Um Werbekunden die Wahl des Mediums zu erleichtern, analysieren die Medien ihre eigene Nutzerschaft regelmäßig nach soziodemografischen (Alter, Bildungsstand, Kaufkraft, Haushaltseinkommen, Geschlecht u. a.) und psychologischen Kriterien (Themenaffinität, Einstellungsmuster u. a.). Diese vielfältigen Informationen fassen sie in Mediadaten zusammen. Sie geben auch Auskunft über die Reichweite eines Mediums, die durch die regelmäßigen Messungen der IVW (Informationsgemeinschaft zur Feststellung der Verbreitung von Werbeträgern e. V.), der Mediaanalyse der ag.ma (Arbeitsgemeinschaft Media-Analyse e. V.), die Messungen der GfK (Gesellschaft für Konsumforschung) oder der AWA (Allensbacher Werbeträger Analyse) festgestellt wird.

[34]Diese Mediadaten sind wiederum für PR-Leute relevant, wenn es um die Auswahl der Medien für die eigene Pressearbeit und den Aufbau des Presseverteilers geht. Dazu werden die Zielgruppen anhand der Mediadaten in Bezug zu relevanten Medien gesetzt, die für die Verbreitung der eigenen PR-Botschaft besonderes Gewicht haben. Darüber hinaus bilden die Mediadaten eine wichtige Grundlage für Erfolgsbewertung einer PR-Maßnahme oder PR-Kampagne durch die Ermittlung des Anzeigenäquivalenzwerts. Durch den Anzeigenäquivalenzwert wird der Umfang der Berichterstattung über ein Unternehmen in Bezug zu den klassischen Mediapreisen gesetzt.

AUSFLUG 2-05

Die Bewertung per PR-Wert

Im Unterschied zum Anzeigenäquivalenzwert wird mit dem PR-Wert der Inhalt eines redaktionellen Beitrags nach quantitativen und qualitativen Kriterien bewertet. Dazu wird die Wahrnehmungswahrscheinlichkeit als wichtiger Koeffizient hinzugerechnet. Er ergibt sich beispielsweise durch eine Erwähnung des Unternehmens in der Headline oder durch einen zusätzlichen Bildabdruck. Der Beitrag wird daraufhin überprüft, ob die Inhalte mit den gewünschten PR-Botschaften des Unternehmens übereinstimmen.
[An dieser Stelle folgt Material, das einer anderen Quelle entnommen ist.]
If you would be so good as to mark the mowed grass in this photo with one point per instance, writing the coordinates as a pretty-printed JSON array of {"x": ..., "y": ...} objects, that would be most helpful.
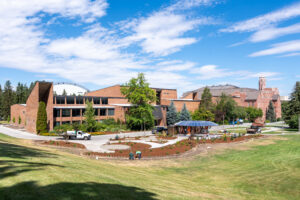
[{"x": 264, "y": 169}]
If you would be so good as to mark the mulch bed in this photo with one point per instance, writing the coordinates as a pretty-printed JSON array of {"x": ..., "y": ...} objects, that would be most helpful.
[
  {"x": 63, "y": 144},
  {"x": 175, "y": 149}
]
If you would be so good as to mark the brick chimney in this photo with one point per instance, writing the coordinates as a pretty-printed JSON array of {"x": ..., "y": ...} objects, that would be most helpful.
[{"x": 262, "y": 83}]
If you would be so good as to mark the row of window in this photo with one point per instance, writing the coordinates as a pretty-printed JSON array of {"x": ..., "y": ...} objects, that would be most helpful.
[
  {"x": 76, "y": 112},
  {"x": 79, "y": 100}
]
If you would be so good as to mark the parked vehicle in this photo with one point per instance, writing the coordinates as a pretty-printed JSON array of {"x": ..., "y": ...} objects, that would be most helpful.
[
  {"x": 158, "y": 129},
  {"x": 255, "y": 128},
  {"x": 79, "y": 135}
]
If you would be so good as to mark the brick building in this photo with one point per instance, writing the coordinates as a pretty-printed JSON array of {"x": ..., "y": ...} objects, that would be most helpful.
[
  {"x": 107, "y": 103},
  {"x": 245, "y": 97}
]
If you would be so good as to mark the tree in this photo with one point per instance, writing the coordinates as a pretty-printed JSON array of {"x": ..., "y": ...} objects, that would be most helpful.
[
  {"x": 292, "y": 111},
  {"x": 253, "y": 113},
  {"x": 206, "y": 99},
  {"x": 89, "y": 115},
  {"x": 172, "y": 117},
  {"x": 64, "y": 92},
  {"x": 41, "y": 121},
  {"x": 202, "y": 114},
  {"x": 184, "y": 114},
  {"x": 7, "y": 99},
  {"x": 270, "y": 114},
  {"x": 140, "y": 95}
]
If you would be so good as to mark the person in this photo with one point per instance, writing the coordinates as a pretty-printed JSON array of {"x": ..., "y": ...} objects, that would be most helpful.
[{"x": 131, "y": 156}]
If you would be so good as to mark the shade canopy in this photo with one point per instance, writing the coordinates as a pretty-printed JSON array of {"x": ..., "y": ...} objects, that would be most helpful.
[{"x": 196, "y": 123}]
Zusätzlich wird der Adressatenkreis in Bezug zur Nutzerschaft des Mediums gesetzt, um zu überprüfen, ob und wie beide Adressatengruppen zusammenpassen. Weiterhin zeigt der PR-Wert auf, ob innerhalb der Berichterstattung auch ein Alleinstellungsmerkmal des Unternehmens sichtbar wird.
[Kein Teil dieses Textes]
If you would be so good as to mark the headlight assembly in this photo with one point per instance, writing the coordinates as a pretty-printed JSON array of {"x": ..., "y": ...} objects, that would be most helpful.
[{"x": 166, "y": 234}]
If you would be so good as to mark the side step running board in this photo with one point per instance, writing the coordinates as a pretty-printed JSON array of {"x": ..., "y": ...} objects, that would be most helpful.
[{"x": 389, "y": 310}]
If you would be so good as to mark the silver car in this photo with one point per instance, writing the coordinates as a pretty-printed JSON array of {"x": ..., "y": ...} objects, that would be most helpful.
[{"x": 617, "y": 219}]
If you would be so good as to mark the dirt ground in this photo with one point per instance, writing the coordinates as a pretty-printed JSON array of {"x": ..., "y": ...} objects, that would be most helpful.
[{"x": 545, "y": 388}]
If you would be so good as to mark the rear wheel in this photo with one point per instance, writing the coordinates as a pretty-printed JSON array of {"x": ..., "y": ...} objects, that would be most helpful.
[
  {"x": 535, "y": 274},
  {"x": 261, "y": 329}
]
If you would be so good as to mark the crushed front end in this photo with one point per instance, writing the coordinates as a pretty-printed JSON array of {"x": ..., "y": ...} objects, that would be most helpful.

Chance durch Advertorials und Infomercials

Im Zusammenspiel der Kommunikationsdisziplinen machen sich Public Relations längst die Vorzüge der Werbung (Timing, Intensität) zunutze. Gerade im Zuge von Kampagnen setzen PR-Abteilungen zunehmend auf Advertorials in Print- und Online-Medien, um Themen zu setzen oder ausführlicher über ein Produkt oder eine Aktion zu informieren. Bei diesem Kunstwort aus Advertising (Werbung) und Editorial (redaktioneller Beitrag) handelt es sich um eine Werbeanzeige, die aber die optische und inhaltliche Anmutung eines redaktionellen Beitrags besitzt. Zwar muss sie als Anzeige oder Sonderveröffentlichung gekennzeichnet sein und wird wie eine Anzeige berechnet. Gleichzeitig fügt sie sich fast unbemerkt in das gewohnte redaktionelle Umfeld und das »Look & Feel« des Mediums ein.

[35]

Abb. 2: Advertorial zum Spendenspaziergang ECCO Walkathon in der Berliner Morgenpost

Advertorials etablieren sich auch zunehmend im Online-Bereich – in Form von separaten Microsites oder Content-Ads, auf die der User über gesponserte Teaser-Texte oder Native Ads gelenkt wird und die die Anmutung eines redaktionellen Beitrags besitzen. Der Werbetreibende kann die Inhalte der Microsite komplett bestimmen, sofern sie den rechtlichen Rahmenbedingungen entsprechen, die sich aus dem Presserecht oder den werberechtlichen Bestimmungen ableiten. Dasselbe gilt für Content-Kooperationen im Social-Media-Bereich, wenn Unternehmen beispielsweise die Reichweite der Facebook-Seite eines Medienpartners für die Sichtbarkeit eigener Inhalte nutzen. Auch solche werblichen Kooperationen müssen für jede Nutzerin sofort ersichtlich sein.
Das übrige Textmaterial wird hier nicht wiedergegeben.